Hi there, so finaly, did you find the best solution for diarization ?

I am looking for fast inference model which can diarize faster then PyAnnote

well… not so 'short’coming as we can see (by the date it was posted and where we are today) :sweat_smile:


So all diarization can be sketchy, it’s one of those areas where the shiny marketing material definitely does not match reality.

However, what I have noticed gives really unusually good results is gpt-4o, when instructed to make a best guess as to different speakers based on conversation style. People use very different words and phrases and gpt-4o has given some really good results with a prompt like this:

"there are three speakers in this transcription, make a best guess, based on speaking styles, at diarising it: … "

It works even better if you give the names of the people and indicate what one of their views in the conversation is (giving it something to get a foothold on)

1 Like

do you have access to gpt-4o with audio input? how about audio output? can you tell us more about your experience using it? us mere mortals can only use text and image input and text output for now. i’m interested how audio input and audio output works.

I’m doing the same thing as you, nothing above moral level :slight_smile:

I’m using whisper to create a general, non diarised transcript then I’m feeding that transcript into gpt-4o with the prompt and hints and it does really well at guessing at different people.

I then present that to the user in a UI for final checks and changes

1 Like

Could you explain in more detail how to ask GPT-4o to transcribe audio and identify speakers?
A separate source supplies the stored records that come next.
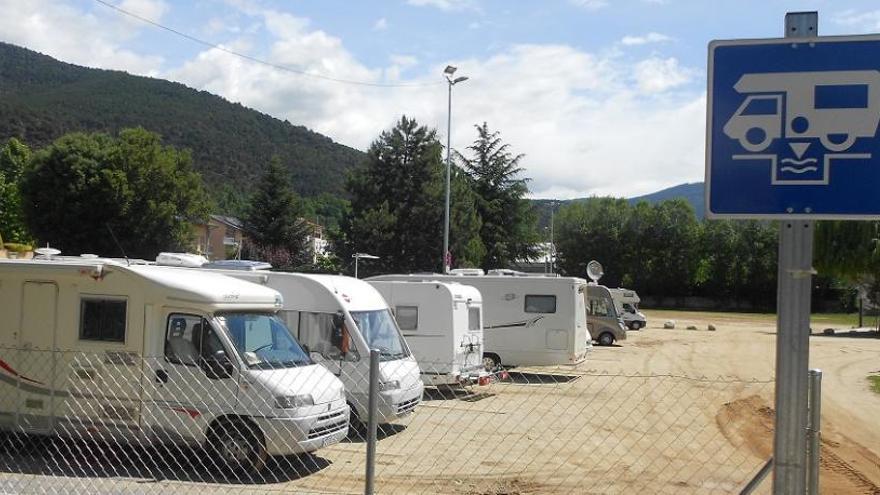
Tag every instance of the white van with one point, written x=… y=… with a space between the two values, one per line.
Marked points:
x=443 y=325
x=527 y=320
x=338 y=320
x=603 y=321
x=98 y=349
x=627 y=303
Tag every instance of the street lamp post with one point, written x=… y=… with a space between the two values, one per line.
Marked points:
x=448 y=72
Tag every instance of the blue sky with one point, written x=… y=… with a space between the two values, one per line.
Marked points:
x=603 y=96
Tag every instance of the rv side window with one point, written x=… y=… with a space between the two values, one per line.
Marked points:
x=318 y=334
x=598 y=307
x=188 y=338
x=102 y=320
x=407 y=317
x=473 y=318
x=540 y=304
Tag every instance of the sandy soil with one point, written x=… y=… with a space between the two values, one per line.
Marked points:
x=666 y=411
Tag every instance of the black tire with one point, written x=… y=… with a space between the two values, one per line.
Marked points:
x=238 y=446
x=491 y=362
x=356 y=427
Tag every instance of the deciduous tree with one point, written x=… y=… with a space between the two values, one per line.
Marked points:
x=83 y=186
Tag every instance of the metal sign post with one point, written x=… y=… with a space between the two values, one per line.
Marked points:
x=793 y=329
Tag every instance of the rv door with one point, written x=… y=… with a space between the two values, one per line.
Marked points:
x=196 y=380
x=35 y=363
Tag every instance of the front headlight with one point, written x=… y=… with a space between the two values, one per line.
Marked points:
x=291 y=401
x=390 y=385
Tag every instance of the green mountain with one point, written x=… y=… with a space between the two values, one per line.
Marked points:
x=42 y=98
x=692 y=192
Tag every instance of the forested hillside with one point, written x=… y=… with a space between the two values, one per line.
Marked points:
x=41 y=99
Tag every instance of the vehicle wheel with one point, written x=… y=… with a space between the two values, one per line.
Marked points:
x=357 y=428
x=491 y=362
x=238 y=446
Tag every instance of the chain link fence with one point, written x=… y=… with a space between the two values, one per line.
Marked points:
x=116 y=422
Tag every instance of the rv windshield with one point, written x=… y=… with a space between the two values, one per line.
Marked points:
x=263 y=341
x=380 y=332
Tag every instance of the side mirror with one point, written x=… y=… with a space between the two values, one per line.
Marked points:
x=218 y=366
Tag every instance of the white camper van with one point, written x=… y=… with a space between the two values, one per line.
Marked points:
x=603 y=320
x=443 y=325
x=527 y=320
x=95 y=348
x=627 y=303
x=338 y=320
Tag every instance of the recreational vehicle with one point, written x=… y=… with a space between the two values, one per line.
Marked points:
x=443 y=325
x=527 y=320
x=627 y=303
x=96 y=348
x=338 y=320
x=603 y=321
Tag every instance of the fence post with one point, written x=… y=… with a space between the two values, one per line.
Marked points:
x=814 y=431
x=759 y=477
x=372 y=406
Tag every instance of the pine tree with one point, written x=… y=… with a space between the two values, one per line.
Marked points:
x=14 y=156
x=276 y=230
x=508 y=229
x=397 y=202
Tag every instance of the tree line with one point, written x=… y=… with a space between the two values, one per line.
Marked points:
x=663 y=250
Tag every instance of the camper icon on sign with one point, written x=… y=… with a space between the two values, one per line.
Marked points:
x=834 y=107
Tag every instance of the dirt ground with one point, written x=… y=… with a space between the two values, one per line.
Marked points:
x=666 y=411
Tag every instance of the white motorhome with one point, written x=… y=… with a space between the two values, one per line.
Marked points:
x=627 y=303
x=800 y=105
x=339 y=319
x=527 y=320
x=443 y=325
x=95 y=348
x=603 y=321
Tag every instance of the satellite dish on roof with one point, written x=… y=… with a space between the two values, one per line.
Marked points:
x=595 y=271
x=47 y=252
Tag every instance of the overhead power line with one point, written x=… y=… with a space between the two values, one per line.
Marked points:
x=273 y=65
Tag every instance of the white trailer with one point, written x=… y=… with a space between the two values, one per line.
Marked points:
x=527 y=320
x=339 y=319
x=627 y=303
x=443 y=325
x=95 y=348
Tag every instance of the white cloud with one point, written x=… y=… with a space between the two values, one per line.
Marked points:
x=586 y=121
x=656 y=75
x=651 y=37
x=447 y=5
x=56 y=29
x=380 y=25
x=862 y=21
x=590 y=4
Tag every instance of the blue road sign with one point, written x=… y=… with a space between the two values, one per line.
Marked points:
x=791 y=128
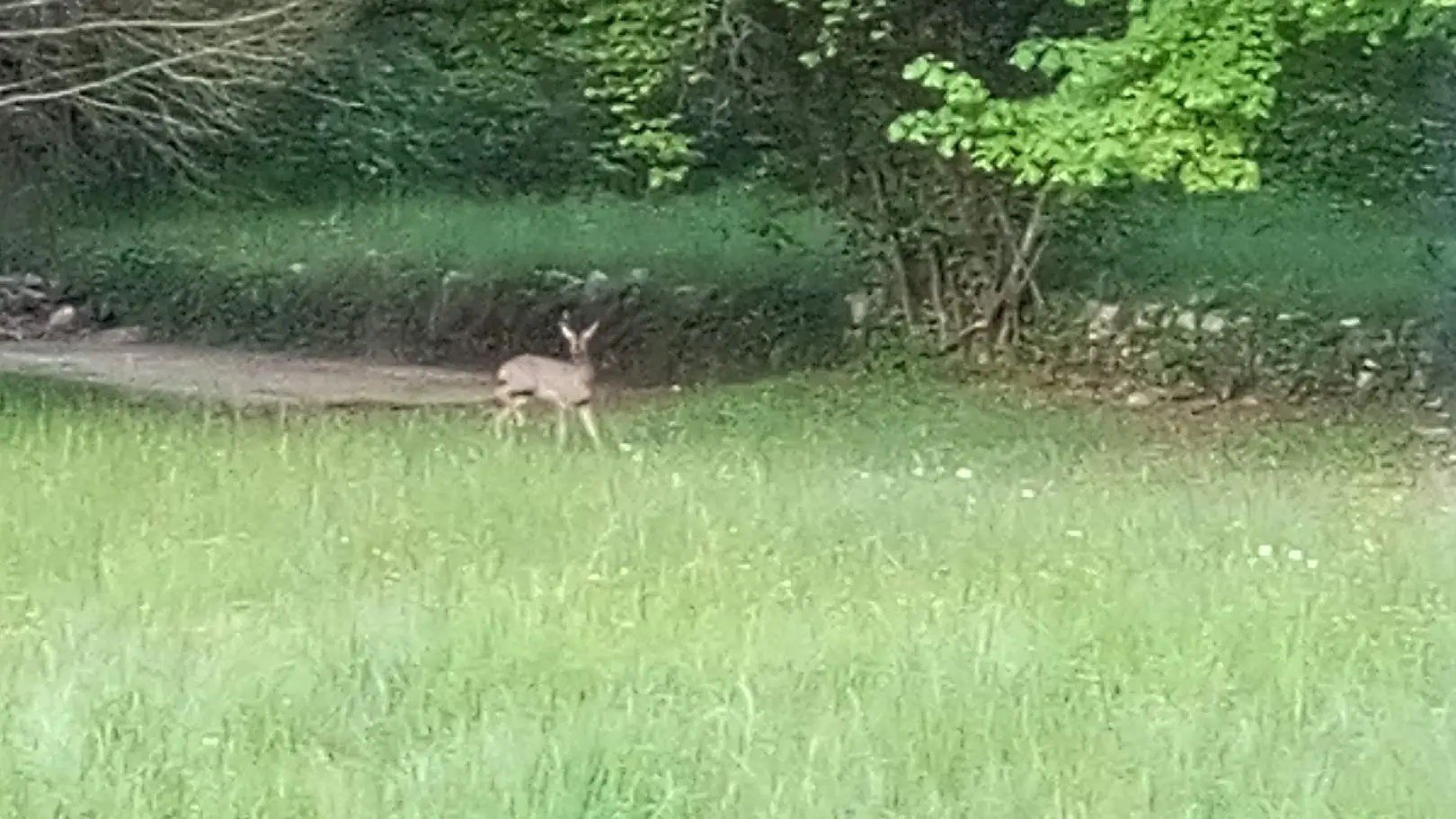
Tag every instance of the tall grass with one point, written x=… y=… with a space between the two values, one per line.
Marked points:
x=727 y=232
x=793 y=600
x=1270 y=250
I have successfully transcribed my audio into text, but when I pass it to GPT, it attempts to use Python code to complete the task, which is unsuccessful.
Also, I’ve been using an Assistant with GPT-4o, JSON output but won’t do the full transcription into multiple speakers.

Interesting approach, but I am not sure it can be more precise than PyAnnote. Have you tried both and compared?

Use the Microsoft Speech API and pipe that response into the API.

This is the way to do it for anyone wondering. It’s the legit way to do it where long form audio can be transcribed efficiently.

Keep in mind using the Batch API is 18 cents an hour.

and the real time is $1, so think about the costs to your app or business.

import azure.cognitiveservices.speech as speechsdk
conversation_transcriber = speechsdk.transcription.ConversationTranscriber(speech_config=speech_config)

does a really good job at diarizing, but the recognition isn’t as good as with whisper

Here is a way to do it:

Please note, I am in the Falcon development team.

Interesting… If I understand correctly Falcon appears to rely on the Whisper segmentation and trying to assign the most likely speaker to each segment. If this is the case does it not depend on how accurate is the segmentation is in the first place, because most segmentations are based on silence gaps between utterances. What will happen to the partially overlapped speech?